Event program: cluster architecture, fault-tolerant scheme, scaling, Space Agent PC (VDA) and Space Gateway.
Today's speaker: Ruslan Belov, Product Director of Space VDI.
Today we will talk about what was released in the latest releases of Space VDI 5.3, which appeared after the 4th quarter of 2023, and Space VDI 5.4, which was released just a month ago.
The VDI ecosystem is a set that includes the following components:
- cloud platform Space VM for centralized infrastructure management,
- Space Dispatcher (Space Disp) software – a connection dispatcher for virtual desktops, responsible for connecting users to assigned virtual desktops,
- Space Client, our own connection client to the VDI infrastructure, with support for Windows, Linux, and macOS.

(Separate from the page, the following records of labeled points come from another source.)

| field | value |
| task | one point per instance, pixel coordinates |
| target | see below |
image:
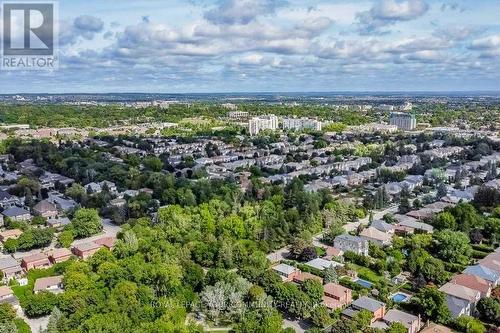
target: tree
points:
(331, 275)
(432, 304)
(313, 289)
(489, 310)
(86, 223)
(453, 246)
(40, 304)
(263, 320)
(468, 324)
(66, 238)
(397, 327)
(320, 316)
(445, 220)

Today we will be talking about Space Disp. We have divided the changes into 5 categories: cluster architecture, fault-tolerant scheme, scaling usage, Space Agent PC (VDA), and Space Gateway. We decided to abandon the single dispatcher instance and switch to a multi-dispatcher. This allowed us to create a fault-tolerant scheme and expand the scaling options for the infrastructure itself. In addition, we added the ability to connect physical machines and added functionality such as Space Agent PC, a utility that is installed on physical machines and allows you to transmit information about their status. In the future, this agent can be used to manage the machine itself and configure its configuration. For security, we have improved our security gateway.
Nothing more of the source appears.